Praktik empirisme untuk
memajukan Indonesia, bukan menjadi perkara mudah. Sebab, dasar pembanguna suatu
bangsa adalah cita-cita luhurnya, jika cita-cita luhur tidak dirumuskan, untuk
apa negara ini ada dan bangga akan keberadaannya. Amanat UUD 1945 dan Pancasila
yang setaip waktu di perdebatkan dan di modifikasi maknanya. Ada pula gagasan
baru sang ketua MPR mendorong 4 pilar semangat kebangsaan, yaitu; Pancasila, UUD 1945, NKRI dan Bhineka
Tunggal Ika. Yang mana, 4 pilar tersebut berangkat dari realitas khiudapn
berbangsa dan bernegara yang kian hari sangat memprihatinkan. Namun, 4 pilar
yang di suguhkan di hadapan publik mengisyaratkan kita pada pola kampanye
pencitraan setiap orang yang hendak berkuasa di masa Orde Reformasi.
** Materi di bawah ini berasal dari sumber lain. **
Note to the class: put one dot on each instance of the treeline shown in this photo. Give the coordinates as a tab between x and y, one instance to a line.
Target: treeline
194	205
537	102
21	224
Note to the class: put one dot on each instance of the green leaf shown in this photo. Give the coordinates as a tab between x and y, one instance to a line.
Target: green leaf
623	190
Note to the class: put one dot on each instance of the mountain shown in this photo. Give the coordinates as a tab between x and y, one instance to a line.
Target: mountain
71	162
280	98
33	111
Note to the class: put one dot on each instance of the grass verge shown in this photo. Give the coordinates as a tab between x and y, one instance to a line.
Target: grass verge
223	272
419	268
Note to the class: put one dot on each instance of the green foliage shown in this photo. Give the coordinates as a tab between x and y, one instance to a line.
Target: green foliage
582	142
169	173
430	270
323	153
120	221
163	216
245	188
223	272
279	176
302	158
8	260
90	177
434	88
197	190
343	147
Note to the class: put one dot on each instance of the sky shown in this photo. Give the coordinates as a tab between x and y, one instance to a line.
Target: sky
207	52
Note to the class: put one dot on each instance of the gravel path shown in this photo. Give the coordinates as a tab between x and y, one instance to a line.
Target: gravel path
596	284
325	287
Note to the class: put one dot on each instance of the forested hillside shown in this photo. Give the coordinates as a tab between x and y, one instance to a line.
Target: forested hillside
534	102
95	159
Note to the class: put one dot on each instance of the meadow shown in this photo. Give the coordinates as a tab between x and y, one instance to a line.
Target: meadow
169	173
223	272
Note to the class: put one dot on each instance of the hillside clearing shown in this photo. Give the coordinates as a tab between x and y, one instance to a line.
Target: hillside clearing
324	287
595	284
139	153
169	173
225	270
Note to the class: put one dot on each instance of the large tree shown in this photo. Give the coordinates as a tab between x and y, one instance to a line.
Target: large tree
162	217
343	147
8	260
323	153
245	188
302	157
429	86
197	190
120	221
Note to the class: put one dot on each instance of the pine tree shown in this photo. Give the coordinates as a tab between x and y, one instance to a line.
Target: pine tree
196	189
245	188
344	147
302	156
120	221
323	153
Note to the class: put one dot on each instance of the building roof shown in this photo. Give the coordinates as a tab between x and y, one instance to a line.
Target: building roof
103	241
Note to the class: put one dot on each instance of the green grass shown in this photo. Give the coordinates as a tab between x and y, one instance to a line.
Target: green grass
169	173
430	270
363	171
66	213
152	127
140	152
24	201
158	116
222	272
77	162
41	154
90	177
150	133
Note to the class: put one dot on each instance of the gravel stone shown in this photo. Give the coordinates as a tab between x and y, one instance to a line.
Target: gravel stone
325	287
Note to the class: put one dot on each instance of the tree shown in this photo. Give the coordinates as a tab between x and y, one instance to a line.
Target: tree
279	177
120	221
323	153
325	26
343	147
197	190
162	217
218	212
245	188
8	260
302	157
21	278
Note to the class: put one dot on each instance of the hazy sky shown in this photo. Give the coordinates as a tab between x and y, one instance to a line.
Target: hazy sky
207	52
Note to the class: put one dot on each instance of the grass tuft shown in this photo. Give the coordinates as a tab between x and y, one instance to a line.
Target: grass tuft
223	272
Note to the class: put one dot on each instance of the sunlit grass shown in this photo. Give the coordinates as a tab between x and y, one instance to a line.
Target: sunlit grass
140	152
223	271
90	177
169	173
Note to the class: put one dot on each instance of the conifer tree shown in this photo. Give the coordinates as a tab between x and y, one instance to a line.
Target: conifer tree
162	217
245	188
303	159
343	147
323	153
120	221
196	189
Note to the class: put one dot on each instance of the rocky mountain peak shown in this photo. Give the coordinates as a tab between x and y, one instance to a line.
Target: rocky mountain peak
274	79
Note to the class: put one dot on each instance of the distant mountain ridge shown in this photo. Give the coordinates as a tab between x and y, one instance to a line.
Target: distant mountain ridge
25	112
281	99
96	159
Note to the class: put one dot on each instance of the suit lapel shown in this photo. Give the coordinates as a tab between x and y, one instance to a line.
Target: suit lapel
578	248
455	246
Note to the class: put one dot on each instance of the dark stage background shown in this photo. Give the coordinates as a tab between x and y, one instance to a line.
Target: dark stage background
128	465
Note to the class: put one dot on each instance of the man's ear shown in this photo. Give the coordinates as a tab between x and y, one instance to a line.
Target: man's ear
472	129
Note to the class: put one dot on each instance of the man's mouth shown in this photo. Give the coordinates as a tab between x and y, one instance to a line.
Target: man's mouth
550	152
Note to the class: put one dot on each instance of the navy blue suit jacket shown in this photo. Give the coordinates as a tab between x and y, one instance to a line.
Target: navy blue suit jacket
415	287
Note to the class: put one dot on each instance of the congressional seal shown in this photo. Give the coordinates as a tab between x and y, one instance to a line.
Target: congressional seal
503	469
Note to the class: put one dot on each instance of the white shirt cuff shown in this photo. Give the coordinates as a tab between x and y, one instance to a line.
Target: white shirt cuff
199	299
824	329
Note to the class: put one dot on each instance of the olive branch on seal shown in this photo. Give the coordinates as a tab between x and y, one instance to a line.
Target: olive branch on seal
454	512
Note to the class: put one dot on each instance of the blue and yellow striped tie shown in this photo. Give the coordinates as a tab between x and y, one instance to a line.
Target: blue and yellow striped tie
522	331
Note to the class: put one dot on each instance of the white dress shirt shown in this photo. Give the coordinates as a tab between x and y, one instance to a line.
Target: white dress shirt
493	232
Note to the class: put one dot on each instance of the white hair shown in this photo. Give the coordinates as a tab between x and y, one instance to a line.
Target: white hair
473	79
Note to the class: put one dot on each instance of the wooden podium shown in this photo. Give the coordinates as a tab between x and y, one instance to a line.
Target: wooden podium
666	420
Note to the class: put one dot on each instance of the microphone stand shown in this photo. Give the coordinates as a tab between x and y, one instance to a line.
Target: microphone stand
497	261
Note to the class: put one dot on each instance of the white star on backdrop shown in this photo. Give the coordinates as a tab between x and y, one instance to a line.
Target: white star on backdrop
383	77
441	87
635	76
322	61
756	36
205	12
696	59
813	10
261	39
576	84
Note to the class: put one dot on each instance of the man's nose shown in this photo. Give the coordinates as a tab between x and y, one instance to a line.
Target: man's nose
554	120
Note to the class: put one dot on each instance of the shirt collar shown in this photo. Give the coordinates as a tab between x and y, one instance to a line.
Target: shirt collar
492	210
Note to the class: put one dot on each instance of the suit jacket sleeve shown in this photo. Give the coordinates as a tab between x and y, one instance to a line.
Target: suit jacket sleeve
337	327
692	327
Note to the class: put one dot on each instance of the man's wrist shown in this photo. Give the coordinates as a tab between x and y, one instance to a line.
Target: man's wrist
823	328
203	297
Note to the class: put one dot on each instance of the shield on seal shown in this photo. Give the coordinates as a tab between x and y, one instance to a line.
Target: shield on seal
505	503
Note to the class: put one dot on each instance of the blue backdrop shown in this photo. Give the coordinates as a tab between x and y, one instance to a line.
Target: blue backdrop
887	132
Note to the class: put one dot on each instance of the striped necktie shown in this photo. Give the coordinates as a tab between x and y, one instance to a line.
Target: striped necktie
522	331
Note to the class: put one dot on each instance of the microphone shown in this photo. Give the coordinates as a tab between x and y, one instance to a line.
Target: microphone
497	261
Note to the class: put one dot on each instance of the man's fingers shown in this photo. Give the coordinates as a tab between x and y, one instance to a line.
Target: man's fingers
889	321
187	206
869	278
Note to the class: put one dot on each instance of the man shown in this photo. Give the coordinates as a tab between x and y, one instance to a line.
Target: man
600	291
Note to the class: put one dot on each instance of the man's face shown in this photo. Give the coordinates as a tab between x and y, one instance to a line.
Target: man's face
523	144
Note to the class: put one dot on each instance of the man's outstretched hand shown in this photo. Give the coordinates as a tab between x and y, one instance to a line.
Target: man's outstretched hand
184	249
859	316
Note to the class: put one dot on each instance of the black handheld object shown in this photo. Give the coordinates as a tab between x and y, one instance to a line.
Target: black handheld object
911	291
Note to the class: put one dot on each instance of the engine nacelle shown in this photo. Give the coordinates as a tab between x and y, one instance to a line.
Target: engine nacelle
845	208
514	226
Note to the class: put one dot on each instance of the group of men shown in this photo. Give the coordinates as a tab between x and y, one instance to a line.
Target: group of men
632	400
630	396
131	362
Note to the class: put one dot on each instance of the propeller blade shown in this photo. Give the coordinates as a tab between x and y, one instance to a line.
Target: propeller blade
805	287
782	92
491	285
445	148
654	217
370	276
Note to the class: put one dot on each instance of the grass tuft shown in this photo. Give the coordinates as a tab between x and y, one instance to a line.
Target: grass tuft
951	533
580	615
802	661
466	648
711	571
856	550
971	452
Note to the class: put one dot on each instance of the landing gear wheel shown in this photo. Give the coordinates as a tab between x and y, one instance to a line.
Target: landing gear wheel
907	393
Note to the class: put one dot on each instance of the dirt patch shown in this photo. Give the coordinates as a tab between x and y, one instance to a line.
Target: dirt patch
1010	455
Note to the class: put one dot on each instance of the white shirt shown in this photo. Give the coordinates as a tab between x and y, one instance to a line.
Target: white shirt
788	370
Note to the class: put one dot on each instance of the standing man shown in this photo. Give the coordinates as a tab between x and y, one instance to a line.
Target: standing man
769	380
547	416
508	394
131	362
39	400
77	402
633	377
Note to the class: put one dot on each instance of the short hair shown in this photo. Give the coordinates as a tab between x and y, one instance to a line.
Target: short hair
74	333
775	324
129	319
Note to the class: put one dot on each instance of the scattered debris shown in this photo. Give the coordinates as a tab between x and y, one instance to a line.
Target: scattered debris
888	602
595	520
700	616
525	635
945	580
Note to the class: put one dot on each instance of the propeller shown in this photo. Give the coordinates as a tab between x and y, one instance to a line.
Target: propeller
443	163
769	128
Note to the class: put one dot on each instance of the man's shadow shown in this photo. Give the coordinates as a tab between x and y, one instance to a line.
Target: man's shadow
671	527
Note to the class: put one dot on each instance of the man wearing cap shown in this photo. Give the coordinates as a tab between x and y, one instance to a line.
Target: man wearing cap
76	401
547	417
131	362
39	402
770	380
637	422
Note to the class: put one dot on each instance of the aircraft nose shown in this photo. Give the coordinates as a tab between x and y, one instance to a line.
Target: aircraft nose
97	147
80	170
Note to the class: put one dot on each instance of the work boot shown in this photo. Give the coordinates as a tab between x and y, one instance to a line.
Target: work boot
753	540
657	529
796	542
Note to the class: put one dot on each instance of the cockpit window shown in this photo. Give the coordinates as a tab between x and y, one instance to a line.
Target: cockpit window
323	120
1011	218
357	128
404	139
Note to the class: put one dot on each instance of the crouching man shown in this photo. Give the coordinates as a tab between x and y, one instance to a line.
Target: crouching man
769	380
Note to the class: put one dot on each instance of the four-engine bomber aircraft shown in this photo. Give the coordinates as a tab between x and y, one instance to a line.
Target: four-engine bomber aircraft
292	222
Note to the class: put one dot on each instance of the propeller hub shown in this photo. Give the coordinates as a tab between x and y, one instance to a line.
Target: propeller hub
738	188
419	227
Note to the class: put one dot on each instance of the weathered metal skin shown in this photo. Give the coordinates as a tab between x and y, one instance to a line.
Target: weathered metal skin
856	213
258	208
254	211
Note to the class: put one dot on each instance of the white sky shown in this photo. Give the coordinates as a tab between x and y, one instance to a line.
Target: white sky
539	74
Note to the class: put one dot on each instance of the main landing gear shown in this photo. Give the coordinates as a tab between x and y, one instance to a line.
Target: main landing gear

Apakah
kehdiupan rakyat dapat di jawab dengan konsep 4 pilar, aku meyakini, faktanya
akan terbantahkan.
Di mana, reralitas kehidupan
berbangsa saat ini, di dominasi oleh percarutan politik kepentingan sesaat dari
manusia atau kelompok masyarakat Indonesia yang memahami praktek politik busuk.
Di samping itu, wabah korupsi dan ekspolitasi sumber daya alam yang di pelopori
oleh perusahan asing (Multi Nastional Corporetion), IMF dan World Bank.
Liberalisasi ekonomi, politik dan pendidikanpun ikut menggerogoti kehidupan
berbangsa dan bernegara. Andai, hal ini tetap berlanjut, maka. Ancaman terbesar
bagi negara ini adalah Bubarnya Indonesia dalam waktu singkat. Di samping itu,
konflik sosial serta konflik etnisitas yang semuanya bermuara pada masalah hak
lokalitas, hak hidup dan hak politik. Dan kuasa pemerintah pusat yang di nilai
dominan merupakan salah satu ancaman terberat untuk Indonesia.
Jawaban atas segala persoalan
kebangsaan terus di reduksi dan di ramu dalam berbagai bidang, akan tetapi
kesadaran sosio-politk kenegaraan masih bersidaf sentralisasi. Belum pula
persoalan pembagian jatah anggaran pusat-daerah yang dalam fakta empirisnya
menyerupai belanja modal/beli modal ke pusat. Ini merupakan praktik
kapitalisasi modal negara dan liberalisasi ekonomi yang tetap di pertahankan
pihak asing di Indonesia. Eksistensi kebangsaan kita larut dalam hedonisme
penguasa yang kecenderungan tetap menjagan wibawa partai dan networkingnya
dengan pihak asing. Seandainya, kesadaran akan pentingnya cinta tanah air. Aku
memandang bahwa, Indonesia dapat berubah tanpa meminta sokongan/ meminjam dana
dari IMF atau World Bank. Ini Indonesia negeri tercinta, bukan negeri para
kolonialime baru ala asing. Namun aku tetap bangga inilah Indonesia ku.